Bill Clinton se reúne com Kim Jong-Il para discutir caso de jornalistas presas

O ex-presidente americano Bill Clinton se reuniu com ol líder norte-coreano Kim Jong-Il em Pyongyang, onde chegou nesta terça-feira numa visita inesperada e com o objetivo de conseguir a libertação de duas jornalistas condenadas pelo regime a doze anos de trabalhos forçados.

AFP |

A imprensa norte-coreana divulgou fotos do encontro de Clinton com o líder norte-coreano e também a informação de que o ex-presidente americano teria entregue a ele uma mensagem pessoal do presidente Barack Obama, o que foi desmentido imediatamente pela Casa Branca.

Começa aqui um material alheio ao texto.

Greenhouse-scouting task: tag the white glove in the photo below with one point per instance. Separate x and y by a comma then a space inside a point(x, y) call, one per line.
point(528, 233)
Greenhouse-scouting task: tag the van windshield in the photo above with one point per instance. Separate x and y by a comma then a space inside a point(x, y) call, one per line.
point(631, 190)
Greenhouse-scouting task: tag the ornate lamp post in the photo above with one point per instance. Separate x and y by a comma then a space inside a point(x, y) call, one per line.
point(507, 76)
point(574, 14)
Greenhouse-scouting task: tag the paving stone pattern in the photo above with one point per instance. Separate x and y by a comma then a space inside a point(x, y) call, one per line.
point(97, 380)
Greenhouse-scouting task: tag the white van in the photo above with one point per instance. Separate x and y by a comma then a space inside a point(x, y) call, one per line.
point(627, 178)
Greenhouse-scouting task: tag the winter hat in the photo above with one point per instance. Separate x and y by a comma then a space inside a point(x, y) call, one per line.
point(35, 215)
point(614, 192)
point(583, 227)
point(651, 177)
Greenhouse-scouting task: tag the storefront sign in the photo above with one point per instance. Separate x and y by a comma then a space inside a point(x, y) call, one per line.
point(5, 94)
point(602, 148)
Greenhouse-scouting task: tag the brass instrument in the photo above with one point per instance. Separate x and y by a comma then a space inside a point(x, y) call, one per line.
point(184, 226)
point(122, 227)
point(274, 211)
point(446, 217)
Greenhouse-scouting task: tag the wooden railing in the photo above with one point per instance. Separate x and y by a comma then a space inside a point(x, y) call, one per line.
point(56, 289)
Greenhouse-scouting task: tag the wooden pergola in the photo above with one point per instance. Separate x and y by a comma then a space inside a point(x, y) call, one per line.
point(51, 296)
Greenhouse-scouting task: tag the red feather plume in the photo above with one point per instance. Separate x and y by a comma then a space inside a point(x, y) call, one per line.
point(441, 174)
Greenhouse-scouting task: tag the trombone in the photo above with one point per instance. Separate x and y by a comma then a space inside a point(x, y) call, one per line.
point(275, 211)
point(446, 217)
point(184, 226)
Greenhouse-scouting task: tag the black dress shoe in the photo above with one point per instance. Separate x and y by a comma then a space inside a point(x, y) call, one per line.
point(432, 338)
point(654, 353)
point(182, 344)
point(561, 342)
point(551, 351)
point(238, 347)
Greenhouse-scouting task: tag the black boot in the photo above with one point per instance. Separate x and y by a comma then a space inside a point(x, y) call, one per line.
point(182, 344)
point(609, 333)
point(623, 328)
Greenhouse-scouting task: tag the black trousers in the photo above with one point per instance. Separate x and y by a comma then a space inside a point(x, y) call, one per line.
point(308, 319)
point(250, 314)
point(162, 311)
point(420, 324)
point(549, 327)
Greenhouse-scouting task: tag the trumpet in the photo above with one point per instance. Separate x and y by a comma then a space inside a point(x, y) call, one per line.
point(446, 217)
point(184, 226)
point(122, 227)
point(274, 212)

Além disso, a Casa Branca informou que por ora não faria comentários sobre a viagem de Clinton para "não arriscar comprometer a missão".

Bill Clinton é mais importante personalidade dos Estados Unidos a visitar o regime comunista desde 2000, durante sua última presidência (1997-2001), quando a ex-secretária de Estado, Madeleine Albright, viajou ao país.

A coreana-americano Euna Lee e a sino-americana Laura Ling, que trabalham para o canal de tv californiano Current TV, foram detidas em 17 de março por ter cometido, segundo Pyongyang, "atos hostis" e entrado ilegalmente em território norte-coreano.

O tribunal encarregado as condenou a 12 anos de "reeducação pelo trabalho".

Segundo especialistas, o regime norte-coreano quer usar as duas jornalistas como um meio para pressionar Washington e convencer o governo de Barack Obama a iniciar conversações diretas.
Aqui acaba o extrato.